Step Two to Recovering Your Crypto – Write your narrative
A clear and concise description of your incident will add color to your case and help the investigator understand the flow of money. Important information to include on your report is:
- all transaction IDs,
- from where you sent your cryptocurrency (private wallet, Exchange X account, etc.),
- where you thought you were sending your money (offender’s private wallet, arbitrage account at XYZ, etc.) and),
- all the details about the scam and the scammers.
In addition, law enforcement agencies usually require proof of ownership of the original source of funds. Please make sure that you still have access to any accounts that you originally used to send money to the scammers.
Step three to recovering your crypto – contacting investigators
CipherTrace offers two services to victims of crypto theft and fraud. In the event of a major loss, CipherTrace Professional Services can assist you with every aspect of the recovery, from investigating, helping law enforcement agencies draft their subpoenas, to giving testimony to support our analysis.

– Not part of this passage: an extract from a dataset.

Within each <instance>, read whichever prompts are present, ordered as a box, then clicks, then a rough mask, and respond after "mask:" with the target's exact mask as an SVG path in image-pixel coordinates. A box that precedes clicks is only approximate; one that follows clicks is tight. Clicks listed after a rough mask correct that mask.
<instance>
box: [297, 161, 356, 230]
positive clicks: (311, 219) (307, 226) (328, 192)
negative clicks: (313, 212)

Minor thefts can use our Defenders League to assist with asset recovery, where our team of investigative interns will provide you with the information law enforcement agencies need to open an official investigation.

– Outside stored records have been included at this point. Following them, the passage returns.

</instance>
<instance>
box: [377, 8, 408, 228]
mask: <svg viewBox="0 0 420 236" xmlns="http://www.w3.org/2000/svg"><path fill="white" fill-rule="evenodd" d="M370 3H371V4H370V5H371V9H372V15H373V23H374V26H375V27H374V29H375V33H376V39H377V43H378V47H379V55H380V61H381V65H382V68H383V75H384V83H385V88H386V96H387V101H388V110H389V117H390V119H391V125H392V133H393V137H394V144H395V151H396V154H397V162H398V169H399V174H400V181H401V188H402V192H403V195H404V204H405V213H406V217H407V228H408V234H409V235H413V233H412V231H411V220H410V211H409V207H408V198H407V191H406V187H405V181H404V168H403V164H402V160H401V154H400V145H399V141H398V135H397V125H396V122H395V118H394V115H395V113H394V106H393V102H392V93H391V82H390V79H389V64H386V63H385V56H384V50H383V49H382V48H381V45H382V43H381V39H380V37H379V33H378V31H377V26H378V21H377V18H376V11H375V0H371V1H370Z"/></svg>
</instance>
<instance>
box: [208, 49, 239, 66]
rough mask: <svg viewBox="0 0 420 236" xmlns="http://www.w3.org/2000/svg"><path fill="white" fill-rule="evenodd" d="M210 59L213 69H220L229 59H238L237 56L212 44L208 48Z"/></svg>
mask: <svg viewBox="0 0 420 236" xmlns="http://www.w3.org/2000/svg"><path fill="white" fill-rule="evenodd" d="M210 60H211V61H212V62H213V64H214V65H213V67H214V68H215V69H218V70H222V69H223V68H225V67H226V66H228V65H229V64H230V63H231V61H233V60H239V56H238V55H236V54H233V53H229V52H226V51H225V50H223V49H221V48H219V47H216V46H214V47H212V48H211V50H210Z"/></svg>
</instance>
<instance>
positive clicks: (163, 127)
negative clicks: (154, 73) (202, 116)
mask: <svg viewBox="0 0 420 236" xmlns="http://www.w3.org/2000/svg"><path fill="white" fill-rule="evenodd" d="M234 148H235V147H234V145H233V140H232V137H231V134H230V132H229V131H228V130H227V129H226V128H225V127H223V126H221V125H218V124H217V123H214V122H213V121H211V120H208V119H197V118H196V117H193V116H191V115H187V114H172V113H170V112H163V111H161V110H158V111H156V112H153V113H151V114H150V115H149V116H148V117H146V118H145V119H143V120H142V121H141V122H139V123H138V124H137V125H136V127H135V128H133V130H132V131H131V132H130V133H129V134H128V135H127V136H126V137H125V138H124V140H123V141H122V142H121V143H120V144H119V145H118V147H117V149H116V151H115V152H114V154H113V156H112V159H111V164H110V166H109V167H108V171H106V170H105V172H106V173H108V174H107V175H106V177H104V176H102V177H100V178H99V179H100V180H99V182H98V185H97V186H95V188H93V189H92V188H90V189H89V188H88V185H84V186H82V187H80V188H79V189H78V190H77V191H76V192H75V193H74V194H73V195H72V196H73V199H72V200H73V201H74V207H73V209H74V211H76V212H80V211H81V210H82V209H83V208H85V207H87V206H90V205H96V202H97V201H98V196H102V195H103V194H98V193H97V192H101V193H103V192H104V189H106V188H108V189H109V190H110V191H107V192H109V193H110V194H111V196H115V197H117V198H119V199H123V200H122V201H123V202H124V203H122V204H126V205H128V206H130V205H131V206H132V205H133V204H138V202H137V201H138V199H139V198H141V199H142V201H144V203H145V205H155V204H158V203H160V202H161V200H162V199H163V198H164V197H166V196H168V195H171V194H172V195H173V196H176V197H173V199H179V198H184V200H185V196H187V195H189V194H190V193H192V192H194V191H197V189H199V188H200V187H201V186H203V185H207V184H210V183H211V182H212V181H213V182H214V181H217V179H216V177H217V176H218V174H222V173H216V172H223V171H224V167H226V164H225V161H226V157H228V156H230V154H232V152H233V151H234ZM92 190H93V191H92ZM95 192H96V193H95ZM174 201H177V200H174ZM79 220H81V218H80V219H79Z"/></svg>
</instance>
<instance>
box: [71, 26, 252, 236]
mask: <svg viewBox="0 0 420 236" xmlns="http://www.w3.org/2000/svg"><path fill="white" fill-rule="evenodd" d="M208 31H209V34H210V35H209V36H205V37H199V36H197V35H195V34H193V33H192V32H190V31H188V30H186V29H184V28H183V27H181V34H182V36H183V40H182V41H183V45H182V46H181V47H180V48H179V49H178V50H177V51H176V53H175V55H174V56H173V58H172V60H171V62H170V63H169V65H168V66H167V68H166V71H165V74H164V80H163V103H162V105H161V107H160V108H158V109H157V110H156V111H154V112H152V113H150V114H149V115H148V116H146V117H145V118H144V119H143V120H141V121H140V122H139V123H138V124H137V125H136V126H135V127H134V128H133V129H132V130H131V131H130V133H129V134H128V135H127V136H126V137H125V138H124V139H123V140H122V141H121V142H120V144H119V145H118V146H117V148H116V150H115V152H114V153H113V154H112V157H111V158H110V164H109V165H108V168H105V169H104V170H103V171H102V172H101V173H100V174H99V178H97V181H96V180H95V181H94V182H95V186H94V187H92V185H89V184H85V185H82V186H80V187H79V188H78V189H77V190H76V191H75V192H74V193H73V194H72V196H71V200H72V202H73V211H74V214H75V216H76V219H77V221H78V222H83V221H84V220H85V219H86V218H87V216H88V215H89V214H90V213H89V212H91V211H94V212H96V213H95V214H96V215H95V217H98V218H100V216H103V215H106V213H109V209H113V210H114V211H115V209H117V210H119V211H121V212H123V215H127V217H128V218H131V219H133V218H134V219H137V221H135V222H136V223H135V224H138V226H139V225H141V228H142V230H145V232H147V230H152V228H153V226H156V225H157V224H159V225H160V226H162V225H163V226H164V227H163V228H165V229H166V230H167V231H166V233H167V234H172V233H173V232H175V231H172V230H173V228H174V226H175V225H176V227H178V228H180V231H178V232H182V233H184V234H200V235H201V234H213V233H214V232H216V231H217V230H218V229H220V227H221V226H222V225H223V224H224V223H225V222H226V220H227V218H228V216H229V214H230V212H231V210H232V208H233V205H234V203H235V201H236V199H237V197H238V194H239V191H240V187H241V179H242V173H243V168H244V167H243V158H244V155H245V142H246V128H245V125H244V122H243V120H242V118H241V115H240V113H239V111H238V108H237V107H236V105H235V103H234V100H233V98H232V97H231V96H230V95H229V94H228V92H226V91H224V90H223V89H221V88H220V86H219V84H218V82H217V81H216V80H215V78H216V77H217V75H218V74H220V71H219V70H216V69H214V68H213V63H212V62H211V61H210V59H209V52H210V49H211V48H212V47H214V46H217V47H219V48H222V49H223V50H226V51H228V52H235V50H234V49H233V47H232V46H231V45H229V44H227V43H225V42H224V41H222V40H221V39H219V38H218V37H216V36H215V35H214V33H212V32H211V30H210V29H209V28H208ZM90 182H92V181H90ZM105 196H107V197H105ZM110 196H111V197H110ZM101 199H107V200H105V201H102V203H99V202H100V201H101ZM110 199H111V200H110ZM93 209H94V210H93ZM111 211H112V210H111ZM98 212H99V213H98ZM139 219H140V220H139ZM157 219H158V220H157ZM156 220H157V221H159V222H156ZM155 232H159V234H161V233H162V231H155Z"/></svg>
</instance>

If you are a victim of crypto theft or fraud, you can contact us here: https://ciphertrace.com/bitcoin-scam-and-theft-asset-recovery/
I got hacked. Do these steps apply to me?
Yes! Investigators will still need the transaction IDs for the hack and a full narrative to contextualize their trail.
Next Steps – Contacting Law Enforcement Authorities and Reporting to IC3
The reporting mechanisms for cybercrime such as crypto fraud vary from country to country.
In the United States, you can contact your local police department to file a complaint. You can also report the crime to the Internet Crime and Complaint Center (IC3) at https://www.ic3.gov/.
In Europe, Europol is a great resource to find your country’s reporting website: https://www.europol.europa.eu/report-a-crime/report-cybercrime-online. For Member States without a dedicated online option, Europol recommends contacting your local police station to lodge a complaint.
When it comes to lost cryptocurrencies, the likelihood of successful asset recovery depends on several factors including the amount lost, the obfuscation techniques used, and whether or not the funds have moved to a regulated exchange. While the CipherTrace Defenders League handles most cases, regardless of the amount of cryptocurrency lost, many law enforcement agencies have thresholds for investigation. Filing your complaint with your federal government will increase your chance of asset recovery in case a major investigation is ever opened against your fraudster.